Limits on rules expressiveness

The formalism defined here do not express:

  • Grouping several properties for a single unit: the current formalism does not allow to specify that a unit must be of several types at once (one can not express that a unit must be a word beginning with a uppercase letter and also a proper noun). One can only add that into constraints.
  • The negation of a group of words: the negation of a complex group of words (succession or alternative) introduces additional problems because it cannot be (for a logic theory reason) handled just as the application of the property negation on each element, but this is how it is currently implemented. Thus the result is undefined;
    • For alternatives: the expression not(a | b) is interpreted as (not(a) | not(b)), which is false;
    • For groups: the expression not(a b) is interpreted as (not(a) not(b)) when it should be interpreted as (not(ab)|a not(b));

Examples of rules

Here is an example of a few simple rules for the recognition of the names of French newspapers:

 Libération:::ORGANIZATION:
 Monde:Le:Diplomatique:ORGANIZATION:
 Monde:Le:de l'Éducation:ORGANIZATION:
 Monde:Le::ORGANIZATION:
 Courrier::International:ORGANIZATION:
 Canard::Enchaîné:ORGANIZATION:  

Another example of more complex rules for the recognition of names of people:

 @Firstname:[(@Title|@FunctionTitle)?]:((de|da|le)? t_capital_1st){1-2}:PERSON:
t_capital_1st:[(@Title|@FunctionTitle)]:t_capital_1st{0-2}:PERSON:

The first rule is triggered on a first name (the list of first names is explicitly defined in the rules file).
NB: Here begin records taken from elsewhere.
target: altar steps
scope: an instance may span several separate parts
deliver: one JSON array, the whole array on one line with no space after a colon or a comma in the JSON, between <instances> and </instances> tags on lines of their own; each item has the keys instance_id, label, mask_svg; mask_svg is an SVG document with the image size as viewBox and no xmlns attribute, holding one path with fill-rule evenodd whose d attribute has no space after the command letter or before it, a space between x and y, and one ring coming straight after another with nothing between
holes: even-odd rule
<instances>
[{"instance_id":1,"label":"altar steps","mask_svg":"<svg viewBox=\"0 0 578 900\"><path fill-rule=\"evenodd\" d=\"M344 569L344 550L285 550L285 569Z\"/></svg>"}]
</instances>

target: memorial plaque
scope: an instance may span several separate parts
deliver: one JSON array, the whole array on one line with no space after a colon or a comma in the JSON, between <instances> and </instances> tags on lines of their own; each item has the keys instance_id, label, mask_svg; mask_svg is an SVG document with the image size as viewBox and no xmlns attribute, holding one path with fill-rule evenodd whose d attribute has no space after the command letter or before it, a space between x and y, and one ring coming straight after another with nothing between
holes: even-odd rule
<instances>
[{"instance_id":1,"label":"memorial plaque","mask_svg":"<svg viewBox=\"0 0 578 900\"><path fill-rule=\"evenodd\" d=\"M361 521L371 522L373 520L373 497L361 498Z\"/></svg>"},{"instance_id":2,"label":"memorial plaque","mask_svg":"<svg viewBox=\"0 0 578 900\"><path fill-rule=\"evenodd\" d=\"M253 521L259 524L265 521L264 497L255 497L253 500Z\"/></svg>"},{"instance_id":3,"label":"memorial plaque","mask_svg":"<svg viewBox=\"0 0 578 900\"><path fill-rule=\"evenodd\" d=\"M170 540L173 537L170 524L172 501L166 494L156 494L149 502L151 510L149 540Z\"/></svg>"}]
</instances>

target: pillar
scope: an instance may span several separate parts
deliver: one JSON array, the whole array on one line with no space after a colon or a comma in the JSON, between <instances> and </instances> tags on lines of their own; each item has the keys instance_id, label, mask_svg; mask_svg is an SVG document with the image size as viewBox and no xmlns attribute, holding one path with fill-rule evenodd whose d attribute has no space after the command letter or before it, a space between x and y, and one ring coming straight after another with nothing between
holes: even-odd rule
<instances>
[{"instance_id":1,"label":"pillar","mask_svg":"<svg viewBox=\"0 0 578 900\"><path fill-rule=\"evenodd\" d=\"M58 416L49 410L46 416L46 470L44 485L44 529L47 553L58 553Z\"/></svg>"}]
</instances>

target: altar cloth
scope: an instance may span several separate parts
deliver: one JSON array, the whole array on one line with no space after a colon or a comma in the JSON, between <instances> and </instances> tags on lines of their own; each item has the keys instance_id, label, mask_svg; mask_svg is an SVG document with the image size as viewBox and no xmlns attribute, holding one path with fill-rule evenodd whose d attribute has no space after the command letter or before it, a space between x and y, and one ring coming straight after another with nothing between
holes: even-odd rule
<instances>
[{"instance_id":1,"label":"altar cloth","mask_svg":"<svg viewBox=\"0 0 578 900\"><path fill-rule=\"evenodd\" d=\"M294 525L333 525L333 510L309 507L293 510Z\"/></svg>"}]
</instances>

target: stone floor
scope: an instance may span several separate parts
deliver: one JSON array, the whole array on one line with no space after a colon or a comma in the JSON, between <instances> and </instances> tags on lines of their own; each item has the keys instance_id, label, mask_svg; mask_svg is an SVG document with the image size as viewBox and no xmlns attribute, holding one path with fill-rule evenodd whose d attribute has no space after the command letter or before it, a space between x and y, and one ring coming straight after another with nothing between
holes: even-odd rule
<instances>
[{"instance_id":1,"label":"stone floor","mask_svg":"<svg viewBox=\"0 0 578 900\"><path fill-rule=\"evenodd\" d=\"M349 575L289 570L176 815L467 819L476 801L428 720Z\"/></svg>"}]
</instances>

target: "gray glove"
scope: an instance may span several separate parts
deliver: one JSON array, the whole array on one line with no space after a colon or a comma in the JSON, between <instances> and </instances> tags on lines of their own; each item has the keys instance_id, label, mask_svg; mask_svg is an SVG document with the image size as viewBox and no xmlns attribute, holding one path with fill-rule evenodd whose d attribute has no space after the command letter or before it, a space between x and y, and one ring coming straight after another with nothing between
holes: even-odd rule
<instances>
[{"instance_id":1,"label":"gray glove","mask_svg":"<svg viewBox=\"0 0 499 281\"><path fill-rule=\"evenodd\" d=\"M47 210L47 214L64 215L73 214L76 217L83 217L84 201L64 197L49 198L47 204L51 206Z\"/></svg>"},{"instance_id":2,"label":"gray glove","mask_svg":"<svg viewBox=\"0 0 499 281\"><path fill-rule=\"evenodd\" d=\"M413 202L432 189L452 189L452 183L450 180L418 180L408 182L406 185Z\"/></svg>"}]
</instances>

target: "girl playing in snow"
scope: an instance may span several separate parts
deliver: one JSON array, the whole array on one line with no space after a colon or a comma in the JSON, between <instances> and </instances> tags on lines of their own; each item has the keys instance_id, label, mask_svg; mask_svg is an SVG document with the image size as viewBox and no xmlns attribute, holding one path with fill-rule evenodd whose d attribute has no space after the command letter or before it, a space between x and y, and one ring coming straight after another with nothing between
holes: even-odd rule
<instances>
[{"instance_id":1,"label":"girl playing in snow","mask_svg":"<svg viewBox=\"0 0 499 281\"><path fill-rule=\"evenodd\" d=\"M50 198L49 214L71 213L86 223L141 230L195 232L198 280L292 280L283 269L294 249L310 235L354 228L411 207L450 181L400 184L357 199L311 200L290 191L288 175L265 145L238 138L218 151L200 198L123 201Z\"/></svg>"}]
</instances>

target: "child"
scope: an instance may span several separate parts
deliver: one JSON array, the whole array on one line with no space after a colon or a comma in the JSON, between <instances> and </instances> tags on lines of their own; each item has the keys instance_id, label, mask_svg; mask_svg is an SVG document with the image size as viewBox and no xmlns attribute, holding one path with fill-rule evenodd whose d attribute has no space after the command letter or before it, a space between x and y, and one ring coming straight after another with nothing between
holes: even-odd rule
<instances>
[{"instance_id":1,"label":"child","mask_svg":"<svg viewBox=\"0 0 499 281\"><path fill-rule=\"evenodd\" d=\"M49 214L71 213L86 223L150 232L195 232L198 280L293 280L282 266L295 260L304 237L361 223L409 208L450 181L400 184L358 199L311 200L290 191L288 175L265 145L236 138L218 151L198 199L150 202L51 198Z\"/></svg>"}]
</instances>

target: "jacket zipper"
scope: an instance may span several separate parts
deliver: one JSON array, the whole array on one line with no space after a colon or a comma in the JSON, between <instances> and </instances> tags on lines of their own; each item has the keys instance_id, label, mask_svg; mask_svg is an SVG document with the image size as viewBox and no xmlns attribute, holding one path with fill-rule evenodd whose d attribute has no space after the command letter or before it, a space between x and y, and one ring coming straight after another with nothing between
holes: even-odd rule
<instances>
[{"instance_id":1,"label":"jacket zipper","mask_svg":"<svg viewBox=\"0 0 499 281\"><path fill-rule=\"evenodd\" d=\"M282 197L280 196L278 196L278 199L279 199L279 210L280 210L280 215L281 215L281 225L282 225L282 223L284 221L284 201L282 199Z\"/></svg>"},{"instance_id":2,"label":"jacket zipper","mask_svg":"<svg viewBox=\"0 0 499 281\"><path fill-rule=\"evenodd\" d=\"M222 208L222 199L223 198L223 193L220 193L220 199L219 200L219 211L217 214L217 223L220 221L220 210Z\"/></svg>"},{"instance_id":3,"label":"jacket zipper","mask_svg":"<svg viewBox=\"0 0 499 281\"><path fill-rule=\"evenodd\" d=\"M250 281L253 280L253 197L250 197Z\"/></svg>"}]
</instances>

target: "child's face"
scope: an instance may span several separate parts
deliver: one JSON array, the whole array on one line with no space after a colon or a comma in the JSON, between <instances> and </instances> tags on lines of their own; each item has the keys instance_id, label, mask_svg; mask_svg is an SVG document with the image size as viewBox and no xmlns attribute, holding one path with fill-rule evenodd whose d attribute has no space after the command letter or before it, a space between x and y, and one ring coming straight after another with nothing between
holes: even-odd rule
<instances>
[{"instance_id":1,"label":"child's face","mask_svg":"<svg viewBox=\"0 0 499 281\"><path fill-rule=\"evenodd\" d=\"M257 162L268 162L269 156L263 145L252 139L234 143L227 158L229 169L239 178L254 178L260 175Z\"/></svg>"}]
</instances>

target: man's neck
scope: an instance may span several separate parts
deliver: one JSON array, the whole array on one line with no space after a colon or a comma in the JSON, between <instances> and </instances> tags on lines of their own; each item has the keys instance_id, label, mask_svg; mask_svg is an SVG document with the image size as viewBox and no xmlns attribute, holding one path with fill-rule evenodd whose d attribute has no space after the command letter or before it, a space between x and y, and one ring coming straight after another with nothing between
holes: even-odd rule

The left context optionaly contains a title (Mr, Mrs, Dr, ...) or a function name (Chairman, MP, ...), which is not kept in the rule result. The right context must be composed of one or two capitalized words, possibly preceded by "de", "da" or "le".

The second rule recognizes the names of persons introduced by titles or function names, but without a first name.

You will find numerous other examples in the lima_linguisticdata subproject sources.